Itulah Islam, bukan saja sebagai agama yang hanya mengatur kehidupan individu dalam perihal ibadah, namun juga mengatur tentang kehidupan masyarakat baik sosial, ekonomi, pendidikan, negara, termasuk kesehatan.
Islam memiliki aturan kesehatan yang dibangun di atas konsep dan paradigma shahih, di samping didukung oleh keseluruhan sistem kehidupan Islam berupa pelaksanaan syariat Islam secara kaffah. Hal ini pula yang menjadi kunci rahasia kekukuhannya sebagai pelindung.
Konsep Islam tentang pencegahan dan penanggulangan wabah sebagai bagian dari sistem kesehatan Islam mengharuskan pembatasan wabah di daerah asalnya (lockdown syar’i).
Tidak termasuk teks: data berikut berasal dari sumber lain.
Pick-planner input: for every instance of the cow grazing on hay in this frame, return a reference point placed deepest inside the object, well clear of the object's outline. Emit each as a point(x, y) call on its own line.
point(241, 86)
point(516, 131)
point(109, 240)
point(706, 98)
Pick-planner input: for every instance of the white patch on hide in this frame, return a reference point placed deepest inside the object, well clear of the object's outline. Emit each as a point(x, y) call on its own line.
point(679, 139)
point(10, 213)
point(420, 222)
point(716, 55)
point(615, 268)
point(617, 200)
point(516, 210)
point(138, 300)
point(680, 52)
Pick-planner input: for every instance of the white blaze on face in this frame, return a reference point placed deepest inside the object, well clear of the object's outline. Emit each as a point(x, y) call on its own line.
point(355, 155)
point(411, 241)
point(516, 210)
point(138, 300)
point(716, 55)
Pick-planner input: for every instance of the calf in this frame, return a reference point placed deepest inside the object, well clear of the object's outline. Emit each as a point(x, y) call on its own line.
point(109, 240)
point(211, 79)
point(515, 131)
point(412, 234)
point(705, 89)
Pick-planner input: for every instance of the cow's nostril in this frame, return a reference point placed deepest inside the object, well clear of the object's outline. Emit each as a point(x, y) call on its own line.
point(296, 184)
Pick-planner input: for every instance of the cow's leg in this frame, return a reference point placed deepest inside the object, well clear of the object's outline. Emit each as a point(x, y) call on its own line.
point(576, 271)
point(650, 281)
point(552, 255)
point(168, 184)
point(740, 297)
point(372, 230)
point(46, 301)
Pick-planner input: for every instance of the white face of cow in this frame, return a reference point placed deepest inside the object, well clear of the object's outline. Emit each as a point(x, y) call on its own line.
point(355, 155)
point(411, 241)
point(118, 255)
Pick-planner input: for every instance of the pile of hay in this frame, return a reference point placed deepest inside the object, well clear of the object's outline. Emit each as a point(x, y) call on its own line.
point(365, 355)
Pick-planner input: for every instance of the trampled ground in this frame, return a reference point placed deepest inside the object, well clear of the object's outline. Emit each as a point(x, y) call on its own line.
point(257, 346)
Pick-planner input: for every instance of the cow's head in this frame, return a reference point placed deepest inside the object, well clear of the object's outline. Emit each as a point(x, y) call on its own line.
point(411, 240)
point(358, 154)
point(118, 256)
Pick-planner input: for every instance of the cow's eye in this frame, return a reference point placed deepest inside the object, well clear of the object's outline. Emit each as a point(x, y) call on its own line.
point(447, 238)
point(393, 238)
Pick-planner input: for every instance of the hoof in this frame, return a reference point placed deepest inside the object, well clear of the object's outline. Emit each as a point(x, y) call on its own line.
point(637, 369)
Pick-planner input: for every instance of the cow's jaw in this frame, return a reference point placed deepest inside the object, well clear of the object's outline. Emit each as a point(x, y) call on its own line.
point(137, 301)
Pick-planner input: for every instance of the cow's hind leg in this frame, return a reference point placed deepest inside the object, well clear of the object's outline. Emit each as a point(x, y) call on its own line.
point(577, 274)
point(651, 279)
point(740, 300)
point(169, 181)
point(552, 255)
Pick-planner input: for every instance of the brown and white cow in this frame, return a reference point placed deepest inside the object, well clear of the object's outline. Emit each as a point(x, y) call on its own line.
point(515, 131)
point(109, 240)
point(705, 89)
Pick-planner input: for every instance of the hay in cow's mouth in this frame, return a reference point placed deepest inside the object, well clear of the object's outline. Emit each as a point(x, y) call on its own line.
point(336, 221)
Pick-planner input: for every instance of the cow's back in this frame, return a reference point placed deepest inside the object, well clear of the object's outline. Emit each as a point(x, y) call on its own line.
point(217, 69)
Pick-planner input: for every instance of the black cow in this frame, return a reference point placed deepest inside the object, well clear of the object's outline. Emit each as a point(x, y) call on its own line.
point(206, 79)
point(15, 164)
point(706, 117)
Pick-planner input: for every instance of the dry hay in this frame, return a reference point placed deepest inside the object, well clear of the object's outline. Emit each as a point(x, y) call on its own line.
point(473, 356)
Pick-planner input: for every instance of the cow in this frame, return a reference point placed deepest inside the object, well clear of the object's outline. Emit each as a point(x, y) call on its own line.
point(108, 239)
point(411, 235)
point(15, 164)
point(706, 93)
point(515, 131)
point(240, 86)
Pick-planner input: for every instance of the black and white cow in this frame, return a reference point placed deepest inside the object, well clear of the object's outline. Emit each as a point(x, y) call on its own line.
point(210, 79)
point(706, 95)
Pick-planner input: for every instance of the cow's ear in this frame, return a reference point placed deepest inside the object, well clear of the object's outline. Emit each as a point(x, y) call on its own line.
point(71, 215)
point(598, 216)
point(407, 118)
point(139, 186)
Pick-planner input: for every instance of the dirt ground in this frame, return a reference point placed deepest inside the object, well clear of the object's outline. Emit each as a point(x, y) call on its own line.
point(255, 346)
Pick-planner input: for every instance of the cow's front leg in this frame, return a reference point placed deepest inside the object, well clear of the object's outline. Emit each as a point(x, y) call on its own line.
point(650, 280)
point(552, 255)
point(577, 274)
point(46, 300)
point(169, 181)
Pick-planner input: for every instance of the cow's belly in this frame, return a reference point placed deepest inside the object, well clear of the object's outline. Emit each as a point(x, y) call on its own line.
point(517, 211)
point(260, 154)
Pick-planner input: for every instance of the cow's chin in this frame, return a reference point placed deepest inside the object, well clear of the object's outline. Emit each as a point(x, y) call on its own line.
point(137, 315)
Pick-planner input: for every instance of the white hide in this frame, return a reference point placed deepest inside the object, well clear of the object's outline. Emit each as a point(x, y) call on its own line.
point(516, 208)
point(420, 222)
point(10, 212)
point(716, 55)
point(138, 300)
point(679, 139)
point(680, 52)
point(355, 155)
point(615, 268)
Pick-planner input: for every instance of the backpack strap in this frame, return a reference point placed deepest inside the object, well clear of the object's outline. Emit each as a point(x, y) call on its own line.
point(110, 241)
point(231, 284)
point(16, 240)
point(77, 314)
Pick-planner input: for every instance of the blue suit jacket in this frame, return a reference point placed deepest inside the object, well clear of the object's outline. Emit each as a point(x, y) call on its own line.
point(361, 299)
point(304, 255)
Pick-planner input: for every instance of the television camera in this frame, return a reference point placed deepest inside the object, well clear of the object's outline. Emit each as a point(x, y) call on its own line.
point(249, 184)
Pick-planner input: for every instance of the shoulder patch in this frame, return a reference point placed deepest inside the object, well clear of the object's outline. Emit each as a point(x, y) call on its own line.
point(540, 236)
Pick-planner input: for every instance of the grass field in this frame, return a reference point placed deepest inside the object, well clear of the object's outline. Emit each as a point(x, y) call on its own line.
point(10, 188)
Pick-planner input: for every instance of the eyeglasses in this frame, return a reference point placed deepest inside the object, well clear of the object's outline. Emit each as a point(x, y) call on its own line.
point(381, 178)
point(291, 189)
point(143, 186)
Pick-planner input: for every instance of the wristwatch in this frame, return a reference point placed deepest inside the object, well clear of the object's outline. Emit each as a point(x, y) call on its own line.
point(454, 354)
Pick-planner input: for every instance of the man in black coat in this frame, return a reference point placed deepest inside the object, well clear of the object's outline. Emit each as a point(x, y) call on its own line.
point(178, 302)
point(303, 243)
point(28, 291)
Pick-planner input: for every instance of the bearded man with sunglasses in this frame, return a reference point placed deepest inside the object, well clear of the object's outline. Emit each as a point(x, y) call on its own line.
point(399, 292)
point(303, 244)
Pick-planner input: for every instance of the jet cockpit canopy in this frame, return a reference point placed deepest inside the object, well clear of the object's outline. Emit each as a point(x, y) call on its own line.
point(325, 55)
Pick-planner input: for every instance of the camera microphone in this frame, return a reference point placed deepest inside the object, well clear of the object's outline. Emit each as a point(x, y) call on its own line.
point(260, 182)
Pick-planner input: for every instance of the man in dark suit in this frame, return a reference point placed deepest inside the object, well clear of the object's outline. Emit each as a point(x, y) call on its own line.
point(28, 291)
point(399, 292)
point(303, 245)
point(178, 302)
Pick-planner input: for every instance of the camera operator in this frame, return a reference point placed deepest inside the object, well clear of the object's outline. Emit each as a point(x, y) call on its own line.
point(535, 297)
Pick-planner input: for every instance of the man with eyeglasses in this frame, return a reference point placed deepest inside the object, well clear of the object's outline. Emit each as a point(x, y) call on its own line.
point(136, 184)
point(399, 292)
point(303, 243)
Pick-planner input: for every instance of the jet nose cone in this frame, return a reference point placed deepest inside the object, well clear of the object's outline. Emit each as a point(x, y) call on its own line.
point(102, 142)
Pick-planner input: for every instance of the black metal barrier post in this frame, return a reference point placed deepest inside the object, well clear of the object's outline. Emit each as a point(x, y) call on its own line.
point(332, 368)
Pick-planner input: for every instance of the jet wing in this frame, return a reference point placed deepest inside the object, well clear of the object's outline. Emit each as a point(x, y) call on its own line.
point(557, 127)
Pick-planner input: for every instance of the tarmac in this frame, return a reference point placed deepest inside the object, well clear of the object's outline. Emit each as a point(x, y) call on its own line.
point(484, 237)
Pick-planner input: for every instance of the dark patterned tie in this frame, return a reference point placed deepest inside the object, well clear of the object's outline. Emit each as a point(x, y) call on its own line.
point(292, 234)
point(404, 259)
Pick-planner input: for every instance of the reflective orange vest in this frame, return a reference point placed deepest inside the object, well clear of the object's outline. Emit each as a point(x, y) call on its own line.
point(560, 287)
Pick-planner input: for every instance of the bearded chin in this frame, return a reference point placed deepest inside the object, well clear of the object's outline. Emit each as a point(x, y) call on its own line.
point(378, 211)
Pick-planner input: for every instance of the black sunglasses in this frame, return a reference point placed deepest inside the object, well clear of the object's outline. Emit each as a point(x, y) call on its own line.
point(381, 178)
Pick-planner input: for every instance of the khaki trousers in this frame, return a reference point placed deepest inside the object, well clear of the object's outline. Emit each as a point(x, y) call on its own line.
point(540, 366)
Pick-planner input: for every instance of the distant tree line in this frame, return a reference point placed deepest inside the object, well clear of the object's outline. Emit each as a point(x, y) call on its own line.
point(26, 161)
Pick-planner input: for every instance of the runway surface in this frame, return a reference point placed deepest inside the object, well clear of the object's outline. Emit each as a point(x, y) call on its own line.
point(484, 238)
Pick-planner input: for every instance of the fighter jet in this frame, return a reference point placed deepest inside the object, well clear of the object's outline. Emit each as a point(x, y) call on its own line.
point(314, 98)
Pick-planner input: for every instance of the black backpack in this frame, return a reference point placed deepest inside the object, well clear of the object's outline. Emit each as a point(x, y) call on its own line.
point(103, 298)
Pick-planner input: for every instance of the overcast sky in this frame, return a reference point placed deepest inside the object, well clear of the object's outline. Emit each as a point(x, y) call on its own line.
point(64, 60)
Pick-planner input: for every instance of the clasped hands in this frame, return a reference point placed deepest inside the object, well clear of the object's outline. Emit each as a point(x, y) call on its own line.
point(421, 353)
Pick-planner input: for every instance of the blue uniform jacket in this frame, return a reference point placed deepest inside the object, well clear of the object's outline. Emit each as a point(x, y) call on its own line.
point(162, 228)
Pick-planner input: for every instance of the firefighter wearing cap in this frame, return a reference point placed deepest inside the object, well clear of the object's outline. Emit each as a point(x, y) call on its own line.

Yakni, tanpa mengenal sekat negara bangsa dan otonomi daerah.Bahkan, bila ditelaah secara mendalam, konsep penguncian (lockdown) syar’i ini begitu selaras dengan karakter alamiah wabah dan upaya penanggulangannya.
Di sisi lain, konsep ini begitu manusiawi karena melindungi kesehatan dan kehidupan insan, di samping konsep kunci bagi pemutusan rantai penularan secara cepat. Sebab, bila hanya melakukan screening epidemiologi, contact tracing (penelusuran kontak), perawatan dengan menyertakan physical distancing, tetapi tidak melakukan penguncian wilayah wabah sesegera mungkin, wabah akan meluas secara cepat seperti yang kita saksikan hari ini.
Tidak saja memberi waktu untuk virus bermutasi dan berkembang serta meluas, namun juga berhenti dengan segera, di samping terjaminnya akses setiap orang terhadap pelayanan kesehatan yang berkualitas meski gratis.
Begitu Islam dalam pengaturan yang sempurna dan paripurna, aturan tersebut dapat menyelesaikan probematika yang melanda dunia saat ini. Maka dari itu, sudah saatnya mencampakkan sistem yang tak manusia dan menerapkan sistem Islam secara kaffah. Wallahu a’lam.